Al día siguiente, el campo amaneció blanco y el cielo limpio y azul. El sol reflejaba sus rayos en el hielo haciendo brillar miles de reflejos que dañaban la vista. Inés, después de desayunar, se puso la capa y salió a admirar el espectáculo. Con la vista perdida en el horizonte y notando el frío acariciándole la cara, pensaba en Hilde. Tantos años conviviendo y nunca, ni un solo día, se había parado a conocer de veras a esa mujer. No pensó en que tendría un pasado, una vida, un amor… y una hija. Era una historia triste, que por desgracia, se repetía con frecuencia.
«Demasiada frecuencia», pensó con desasosiego.
Una lágrima cayó solitaria por su mejilla y se llevó la mano al vientre. Desde hacía una semana sospechaba que podía estar embarazada, pero no se atrevía a decírselo a Miguel. No sabía si él era el padre o tal vez James. Y el miedo la atenazaba. Tanto que no podía ni pensar en cómo sería su vida si Miguel la abandonaba ahora. Si la repudiaba, si les repudiaba a los dos: a ella y a su hijo.
«Seguramente moriría», pensó angustiada.
Unos pasos crujieron sobre la nieve a sus espaldas. Ni siquiera se dio la vuelta. Sabía que era Miguel.
—Un paisaje increíble, ¿verdad? —dijo el joven cuando llegó a su lado.
Pero Inés no contestó. Un nudo en la garganta le impedía hablar. Miguel notó que algo pasaba. Desde la noche anterior, Inés no había dicho apenas nada, y sus alegres y brillantes ojos estaban perdidos, envueltos en preocupación.
—Inés, ¿qué ocurre?
Ella siguió mirando las montañas que se recortaban a lo lejos, en el horizonte.
—¿Inés? —insistió Miguel.
La muchacha suspiró y pensó que si tenía que decirlo, ése era tan mal momento como cualquier otro. El labio inferior le tembló ligeramente. Notaba a Miguel a su lado, expectante, pero no se atrevía a mirarle de frente.
—Yo… —comenzó a decir. Cerró los ojos y obligó a su garganta a pronunciar las temidas palabras—, creo que… estoy embarazada.
Un silencio se hizo entre los dos, frío, tenso. Inés sabía lo que estaba pasando en ese momento por la cabeza de Miguel. Sabía que estaba echando cuentas, y esas cuentas le llevaban a toparse con la realidad de que el padre podía ser él… o el otro. Miguel comenzó a andar. Avanzaba en silencio sobre la nieve dejando sus huellas marcadas a su espalda y a Inés destrozada mirando cómo se alejaba.
—Miguel —susurró Inés. Un susurro ahogado por el llanto que oprimía dolorosamente la garganta. Su mundo se derrumbaba de nuevo, pero esta vez no se sentía con fuerzas para rehacerlo.
Los crujidos en la nieve cesaron. Inés miró al frente y vio a Miguel parado, inmóvil, mirando al horizonte sin verlo. Dos águilas volaban en círculos sobre el congelado páramo. Pasó un segundo, una eternidad. Miguel se volvió y avanzó hacia la mujer mirándola a los ojos. Se detuvo enfrente de ella con la respiración agitada, tan agitada como su alma, y la besó con pasión. La boca, las mejillas, el cuello, hasta hundir su cara en su pelo mientras Inés lloraba de felicidad.
—Te quiero —dijo Miguel con los ojos enrojecidos—. Más de lo que he querido a nadie.
—Yo… —comenzó a decir Inés, pero la mano del hombre le tañó la boca con dulzura.

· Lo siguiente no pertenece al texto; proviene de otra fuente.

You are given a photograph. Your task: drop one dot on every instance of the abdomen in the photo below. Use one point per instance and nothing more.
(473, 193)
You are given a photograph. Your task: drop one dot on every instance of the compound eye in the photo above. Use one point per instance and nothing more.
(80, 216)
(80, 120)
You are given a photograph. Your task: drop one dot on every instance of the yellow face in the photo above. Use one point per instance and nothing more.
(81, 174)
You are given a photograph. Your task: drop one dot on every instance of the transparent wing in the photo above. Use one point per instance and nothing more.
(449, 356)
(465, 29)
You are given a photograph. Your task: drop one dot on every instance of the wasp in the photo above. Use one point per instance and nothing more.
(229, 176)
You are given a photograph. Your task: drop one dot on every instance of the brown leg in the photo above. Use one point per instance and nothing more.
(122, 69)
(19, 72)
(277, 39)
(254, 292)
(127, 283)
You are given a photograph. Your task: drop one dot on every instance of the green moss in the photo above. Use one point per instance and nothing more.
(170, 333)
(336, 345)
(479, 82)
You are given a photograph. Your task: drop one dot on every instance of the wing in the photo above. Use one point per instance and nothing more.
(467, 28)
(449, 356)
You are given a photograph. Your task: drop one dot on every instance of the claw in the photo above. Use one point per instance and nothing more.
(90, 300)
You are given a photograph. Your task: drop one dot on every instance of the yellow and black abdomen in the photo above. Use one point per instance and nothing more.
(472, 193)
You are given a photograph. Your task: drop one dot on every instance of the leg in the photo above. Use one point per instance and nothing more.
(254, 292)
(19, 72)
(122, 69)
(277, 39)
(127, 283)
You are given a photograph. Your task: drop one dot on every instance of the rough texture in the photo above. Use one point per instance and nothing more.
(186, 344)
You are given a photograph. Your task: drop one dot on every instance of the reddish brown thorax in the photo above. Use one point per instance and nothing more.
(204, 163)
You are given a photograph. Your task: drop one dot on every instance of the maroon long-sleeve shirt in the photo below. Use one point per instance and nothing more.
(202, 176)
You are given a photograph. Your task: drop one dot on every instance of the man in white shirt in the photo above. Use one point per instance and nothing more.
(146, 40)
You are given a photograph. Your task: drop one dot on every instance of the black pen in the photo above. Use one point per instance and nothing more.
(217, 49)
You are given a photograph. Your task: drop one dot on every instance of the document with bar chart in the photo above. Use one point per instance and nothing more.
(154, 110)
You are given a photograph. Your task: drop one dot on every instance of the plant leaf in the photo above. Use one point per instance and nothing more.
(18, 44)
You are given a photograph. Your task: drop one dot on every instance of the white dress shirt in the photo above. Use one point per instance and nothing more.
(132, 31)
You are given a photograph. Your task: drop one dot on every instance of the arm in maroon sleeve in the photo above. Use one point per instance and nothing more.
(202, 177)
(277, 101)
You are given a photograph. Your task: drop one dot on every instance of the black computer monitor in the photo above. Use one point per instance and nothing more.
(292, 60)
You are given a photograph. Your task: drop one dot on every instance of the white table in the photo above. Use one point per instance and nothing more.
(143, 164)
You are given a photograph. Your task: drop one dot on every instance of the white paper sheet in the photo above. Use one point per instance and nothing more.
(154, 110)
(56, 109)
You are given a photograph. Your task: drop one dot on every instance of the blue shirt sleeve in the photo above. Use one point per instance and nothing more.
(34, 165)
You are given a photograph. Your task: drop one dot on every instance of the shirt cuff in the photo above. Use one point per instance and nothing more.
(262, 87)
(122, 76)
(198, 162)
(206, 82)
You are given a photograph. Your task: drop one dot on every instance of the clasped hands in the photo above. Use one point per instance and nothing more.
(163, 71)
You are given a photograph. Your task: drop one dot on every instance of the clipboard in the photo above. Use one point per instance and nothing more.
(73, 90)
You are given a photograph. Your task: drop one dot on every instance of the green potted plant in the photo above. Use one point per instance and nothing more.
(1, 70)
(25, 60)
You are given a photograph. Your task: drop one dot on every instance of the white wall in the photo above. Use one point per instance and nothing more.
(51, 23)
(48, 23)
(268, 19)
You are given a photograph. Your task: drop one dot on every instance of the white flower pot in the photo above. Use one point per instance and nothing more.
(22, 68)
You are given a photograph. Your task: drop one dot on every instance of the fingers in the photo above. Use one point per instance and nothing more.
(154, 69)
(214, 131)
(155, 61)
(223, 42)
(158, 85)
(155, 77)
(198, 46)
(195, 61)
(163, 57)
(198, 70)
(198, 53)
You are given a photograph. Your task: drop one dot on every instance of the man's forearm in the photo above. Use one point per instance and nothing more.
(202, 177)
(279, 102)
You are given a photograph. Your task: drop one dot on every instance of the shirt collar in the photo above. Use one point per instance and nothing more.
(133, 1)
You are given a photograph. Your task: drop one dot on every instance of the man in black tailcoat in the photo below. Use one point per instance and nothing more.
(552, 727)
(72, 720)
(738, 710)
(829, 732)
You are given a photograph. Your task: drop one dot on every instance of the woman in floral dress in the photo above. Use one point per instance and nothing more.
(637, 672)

—Ese niño es mío —dijo, mirándola fijamente a los ojos—. Mío —repitió.
Esa misma tarde Miguel fue en busca del párroco del pueblo, y al día siguiente, Inés y Miguel se casaron en una pequeña y gélida iglesia, teniendo como testigos a la señora Galloway, que no entendía ni una palabra de lo que el cura decía, y al cochero, que pensaba en que eso era lo más raro que le había pasado en todos sus años de profesión.